Overall,using the SSR markers to genotype garlic cultivars from the molecular DNA levels will be an efficient way for the identification of each garlic germplasms since the environment insensitivity and non-tissue specific advantages of DNA markers.However,the shortage of sufficiently high-quality SSR markers is a serious limitation for the DNA marker-based identification of garlics.Therefore, the first objective of this study is to develop more new SSR markers in garlic based on the EST sequences derived from our previous transcriptome data; and the other purpose is that using the newly designed SSR markers to distinguish the duplications or synonymy garlics and to evaluate the genetic diversity of a garlic germplasm collection including 127 accessions.

2. Materials and methods

2.1. Plant materials and morphological data collection

A total of 127 garlic accessions kept and propagated by the Vegetable Physiology and Biotechnology Laboratory, Northwest A&F University, were used for genetic diversity and population structure analysis.

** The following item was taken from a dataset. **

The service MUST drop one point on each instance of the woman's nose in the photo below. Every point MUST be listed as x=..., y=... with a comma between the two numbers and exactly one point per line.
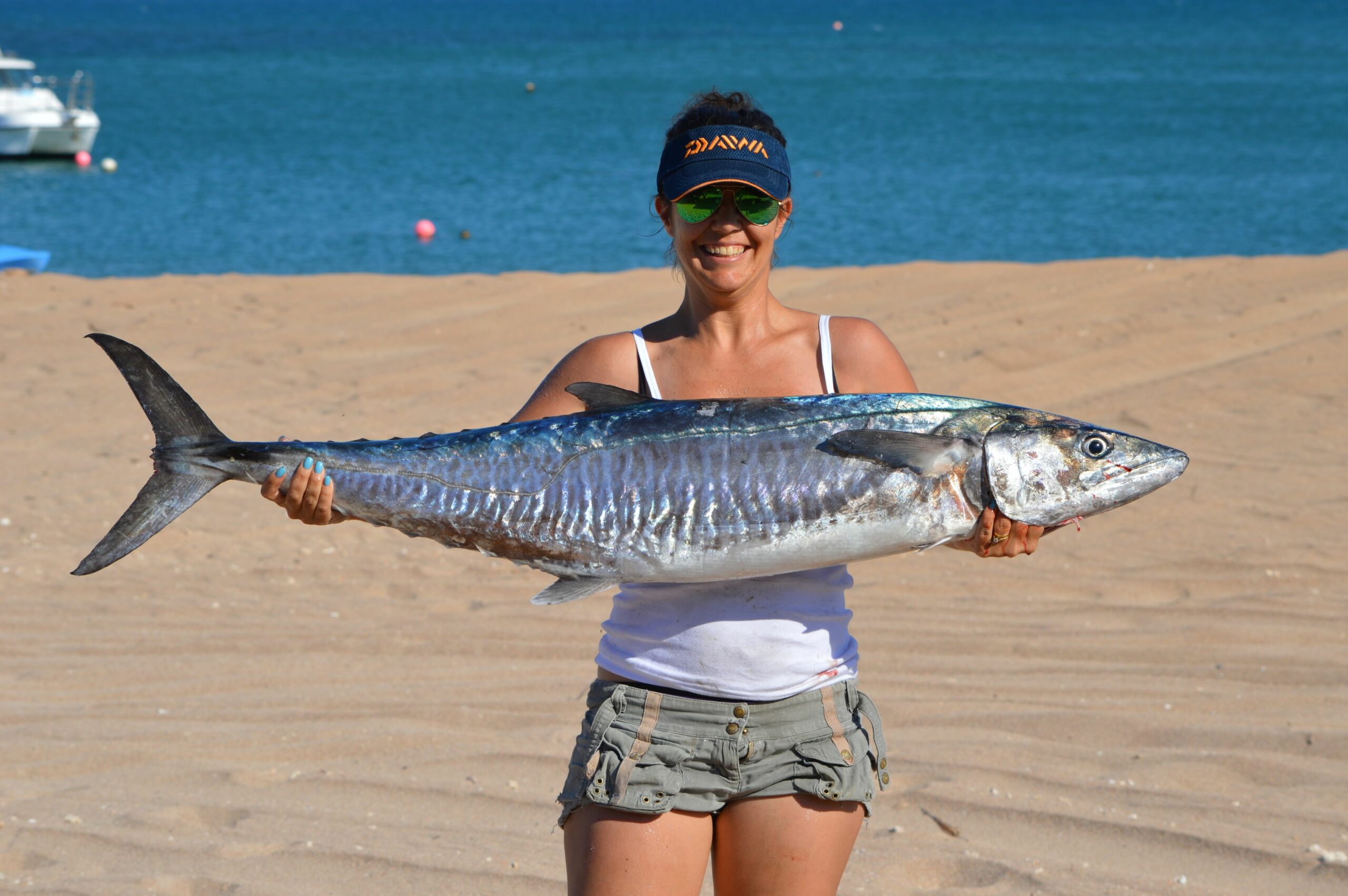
x=727, y=213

The detailed names and geographical origins of these garlics were listed in Table S1. These accessions were fieldgrown at the Wuquan Experiment Station (WES-NWAFU) of Northwest A&F University (108°08′E, 34°29′N) in Yangling,Shaanxi Province,China.These garlic accessions were grown in two growing seasons of 2019 and 2020, which were both sown in the September and harvested in April or May of the following year.About 500 individuals were planted for each garlic accession and the standard horticultural practices were performed following Liu et al. (2019). Thirty typical individuals were randomly selected for morphological data collection. The growth period of each garlic accession was recorded as the days from sowing to the harvest of mature bulbs. Garlic bulb related morphological traits, including bulb height(the height from the base of a bulb to the highest point),bulb width(maximum transverse width of a bulb),bulb weight(the average weight of 30 typical bulbs for each accession), rind color,and the clove number per bulb,were also recorded.All the collected phenotypic data were also listed in Table A.

2.2. Identification of SSR loci and marker development

We previously assembled and annotated 289,142 unigenes using a garlic transcriptome data set (Liu et al., 2020). Here, the simple sequence repeats or microsatellites (SSRs)were identified among these garlic unigenes using a computer program MISA(MIcroSAtellite identification tool) version 1.0. The default parameters were used to screen a minimum of 6 repeats for dinucleotide motifs and 5 repeats for trinucleotide, tetranucleotide,pentanucleotide, and hexanucleotide motifs. For those detected putative SSRs,the Primer 3.0 software was used to design flanking primers with the corresponding unigene sequences following the criteria used in Liu et al. (2015). To assess the qualities of these newly developed SSR primer pairs, fifty SSR primer pairs were randomly selected to evaluate the genetic diversity and population structure of a panel of garlic germplasms that includes 127 accessions collected worldwide. Besides, ten polymorphic garlic SSR markers previously used in our laboratory and seven SSR markers used by Ma et al. (2009) were also selected to genotype these garlic germplasms.The detailed sequence information of all SSR markers used and developed in this study are listed in Table 1 and Table S2.

2.3. DNA extraction, PCR amplification and genotyping

About 0.25 g freeze-dried young leaf samples were weighted and ground into a fine powder for each garlic accession. The total genomic DNA of each sample was extracted using the CTAB procedure (Murray and Thompson,1980). The quality and quantity of extracted DNAs were examined by electrophoresis in 1% agarose gel and measured using NanoDrop 2000 spectrophotometers,respectively.The high-quality DNAs were diluted into 50 ng/μl with ddH2O and stored at -20°C until further use.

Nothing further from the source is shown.